The foregoing is merely a preferred embodiment of the present invention and is not intended to limit the present invention in any way. Any person skilled in the art will make any equivalent substitution or modification to the technical solution and technical content disclosed in the invention without departing from the scope of the technical solution of the invention, and the technical solution of the invention is not departing from the scope of the invention.

Claims

1. A method of indexing vector data, comprising:

establishing a vector training model;

sequencing database vectors in a database according to the dimension size;

2. The method of indexing vector data according to claim 1, wherein the method of building a vector training model comprises:

forming a generator;

forming a discriminator;

3. The indexing method of vector data according to claim 2, the training discriminant method comprising:

sampling m data samples from the database vector;

4. The indexing method of vector data according to claim 2, the training generator method comprising:

sampling m data samples from the database vector;

5. The method of indexing vector data of claim 2 wherein the generator is trained once using a number of noise samples.

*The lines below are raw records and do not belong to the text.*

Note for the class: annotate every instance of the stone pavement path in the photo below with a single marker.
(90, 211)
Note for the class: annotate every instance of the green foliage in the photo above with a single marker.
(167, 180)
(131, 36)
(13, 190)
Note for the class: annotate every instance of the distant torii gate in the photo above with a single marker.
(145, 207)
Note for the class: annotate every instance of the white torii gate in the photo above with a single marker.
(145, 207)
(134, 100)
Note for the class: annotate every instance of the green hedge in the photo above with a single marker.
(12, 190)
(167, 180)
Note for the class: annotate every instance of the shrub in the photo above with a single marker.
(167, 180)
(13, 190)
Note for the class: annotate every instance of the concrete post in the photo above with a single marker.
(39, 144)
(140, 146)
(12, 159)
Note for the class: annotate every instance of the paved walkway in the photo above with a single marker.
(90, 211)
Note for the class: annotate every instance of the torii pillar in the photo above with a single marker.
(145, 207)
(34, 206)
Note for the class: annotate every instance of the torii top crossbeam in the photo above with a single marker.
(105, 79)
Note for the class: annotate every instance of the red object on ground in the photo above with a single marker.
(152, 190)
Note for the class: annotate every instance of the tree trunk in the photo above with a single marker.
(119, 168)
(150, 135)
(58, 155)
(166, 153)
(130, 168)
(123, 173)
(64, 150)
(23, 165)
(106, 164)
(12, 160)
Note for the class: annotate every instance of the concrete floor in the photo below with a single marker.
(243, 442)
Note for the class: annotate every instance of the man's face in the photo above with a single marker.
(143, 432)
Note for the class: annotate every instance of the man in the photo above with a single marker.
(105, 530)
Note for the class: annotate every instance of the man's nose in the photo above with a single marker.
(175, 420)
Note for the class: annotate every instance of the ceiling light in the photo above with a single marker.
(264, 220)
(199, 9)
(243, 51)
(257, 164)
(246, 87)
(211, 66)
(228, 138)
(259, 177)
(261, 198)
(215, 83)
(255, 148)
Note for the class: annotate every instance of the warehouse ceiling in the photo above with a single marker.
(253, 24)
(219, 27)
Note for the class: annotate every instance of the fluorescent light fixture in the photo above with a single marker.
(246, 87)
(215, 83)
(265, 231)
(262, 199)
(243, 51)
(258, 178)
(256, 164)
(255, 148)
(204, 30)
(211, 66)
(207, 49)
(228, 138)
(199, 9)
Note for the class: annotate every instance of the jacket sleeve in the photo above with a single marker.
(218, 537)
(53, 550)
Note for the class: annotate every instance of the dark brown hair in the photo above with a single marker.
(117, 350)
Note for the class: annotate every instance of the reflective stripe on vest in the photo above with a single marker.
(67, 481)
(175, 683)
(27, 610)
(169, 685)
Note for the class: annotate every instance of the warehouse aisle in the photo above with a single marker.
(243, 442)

6. The method of indexing vector data of claim 2 wherein the multiple discriminators are trained using database vector samples.

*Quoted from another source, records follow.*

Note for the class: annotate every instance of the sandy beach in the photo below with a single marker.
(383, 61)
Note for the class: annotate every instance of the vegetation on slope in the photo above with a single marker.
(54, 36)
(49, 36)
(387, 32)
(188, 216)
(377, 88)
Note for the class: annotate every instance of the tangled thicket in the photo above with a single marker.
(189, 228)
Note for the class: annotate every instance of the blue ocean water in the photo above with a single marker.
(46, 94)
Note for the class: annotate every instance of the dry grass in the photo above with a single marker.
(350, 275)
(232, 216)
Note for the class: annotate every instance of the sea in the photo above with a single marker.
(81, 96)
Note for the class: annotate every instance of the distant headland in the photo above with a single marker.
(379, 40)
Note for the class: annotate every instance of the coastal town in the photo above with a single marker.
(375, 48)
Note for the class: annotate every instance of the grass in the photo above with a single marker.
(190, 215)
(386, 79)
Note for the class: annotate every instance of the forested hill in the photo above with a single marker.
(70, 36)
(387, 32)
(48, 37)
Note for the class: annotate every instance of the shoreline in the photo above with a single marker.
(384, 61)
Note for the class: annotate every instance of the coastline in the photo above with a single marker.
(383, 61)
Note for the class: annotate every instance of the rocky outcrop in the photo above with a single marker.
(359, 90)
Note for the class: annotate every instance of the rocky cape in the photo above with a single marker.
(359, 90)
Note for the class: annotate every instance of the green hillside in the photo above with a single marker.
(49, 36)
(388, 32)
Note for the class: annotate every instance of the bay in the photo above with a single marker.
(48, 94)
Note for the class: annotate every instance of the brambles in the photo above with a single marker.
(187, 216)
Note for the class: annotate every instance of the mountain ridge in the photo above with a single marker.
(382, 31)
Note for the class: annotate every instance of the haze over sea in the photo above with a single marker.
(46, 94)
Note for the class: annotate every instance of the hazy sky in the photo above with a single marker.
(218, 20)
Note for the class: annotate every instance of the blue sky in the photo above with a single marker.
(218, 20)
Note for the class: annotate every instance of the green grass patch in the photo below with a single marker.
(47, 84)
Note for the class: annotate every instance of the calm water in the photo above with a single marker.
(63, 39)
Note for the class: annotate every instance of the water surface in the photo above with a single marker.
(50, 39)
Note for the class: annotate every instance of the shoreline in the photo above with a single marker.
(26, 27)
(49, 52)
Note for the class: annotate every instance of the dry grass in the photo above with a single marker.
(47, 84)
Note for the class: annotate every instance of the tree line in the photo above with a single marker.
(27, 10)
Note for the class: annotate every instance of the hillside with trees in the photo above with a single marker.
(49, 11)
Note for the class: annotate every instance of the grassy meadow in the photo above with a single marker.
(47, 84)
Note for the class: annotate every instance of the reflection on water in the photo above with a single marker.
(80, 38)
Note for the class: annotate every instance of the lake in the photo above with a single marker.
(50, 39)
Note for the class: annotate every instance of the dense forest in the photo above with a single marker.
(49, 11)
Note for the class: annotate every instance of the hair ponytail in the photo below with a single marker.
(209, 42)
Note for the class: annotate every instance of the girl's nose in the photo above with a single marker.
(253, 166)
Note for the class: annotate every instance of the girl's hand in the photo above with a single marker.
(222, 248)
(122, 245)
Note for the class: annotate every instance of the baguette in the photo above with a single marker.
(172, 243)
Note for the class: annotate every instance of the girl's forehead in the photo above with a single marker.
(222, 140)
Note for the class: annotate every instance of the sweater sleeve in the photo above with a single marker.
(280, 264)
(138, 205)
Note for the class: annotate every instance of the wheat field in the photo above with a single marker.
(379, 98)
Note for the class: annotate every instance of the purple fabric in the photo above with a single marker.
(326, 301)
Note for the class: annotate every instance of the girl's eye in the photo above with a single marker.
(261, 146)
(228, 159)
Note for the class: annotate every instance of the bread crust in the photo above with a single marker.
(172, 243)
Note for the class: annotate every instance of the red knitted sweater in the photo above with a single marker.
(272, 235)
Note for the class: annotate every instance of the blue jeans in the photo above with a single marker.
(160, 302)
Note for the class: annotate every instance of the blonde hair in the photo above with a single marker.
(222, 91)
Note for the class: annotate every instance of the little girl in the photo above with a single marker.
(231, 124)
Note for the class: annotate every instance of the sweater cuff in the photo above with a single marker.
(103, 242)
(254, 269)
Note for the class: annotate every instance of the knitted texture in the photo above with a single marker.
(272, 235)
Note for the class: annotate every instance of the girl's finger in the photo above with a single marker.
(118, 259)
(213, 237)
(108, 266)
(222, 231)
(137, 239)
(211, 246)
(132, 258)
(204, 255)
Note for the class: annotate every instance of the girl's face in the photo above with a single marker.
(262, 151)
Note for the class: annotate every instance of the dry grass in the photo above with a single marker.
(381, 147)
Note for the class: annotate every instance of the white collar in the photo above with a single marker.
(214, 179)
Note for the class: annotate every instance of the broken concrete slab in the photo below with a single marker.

7. The method of indexing vector data according to claim 1, wherein a query vector is input to the vector training model, and the vector training model outputs 10 approximate result vectors.

8. The method of indexing vector data according to claim 1, wherein the database vectors are ordered from large to small in dimension or from small to large in dimension.

9. The method of indexing vector data as claimed in claim 1, wherein the method of ordering database vectors in the database by dimension size comprises: firstly, a table is formed by sorting according to the size of data in a first dimension, and then another table is formed by sorting according to the size of data in a second dimension.

10. The method of indexing vector data according to claim 9, wherein selecting, as the first vector data, a plurality of database vectors respectively located around each of the approximate result vectors from the sorted database vectors, comprises: and selecting 10 128-dimensional database vectors respectively positioned above the database vector around each approximate result and 10 128-dimensional database vectors positioned below the database vector around each approximate result from the ordered database vectors.

11. The method of indexing vector data according to claim 1, wherein 20 database vectors respectively located around each of the approximate result vectors are selected from the sorted database vectors as the first vector data.

12. The indexing method of vector data according to claim 1, wherein the second vector data is subjected to euclidean distance calculation with the query vector, and a plurality of pieces of vector data having smaller distances are selected from the second vector data.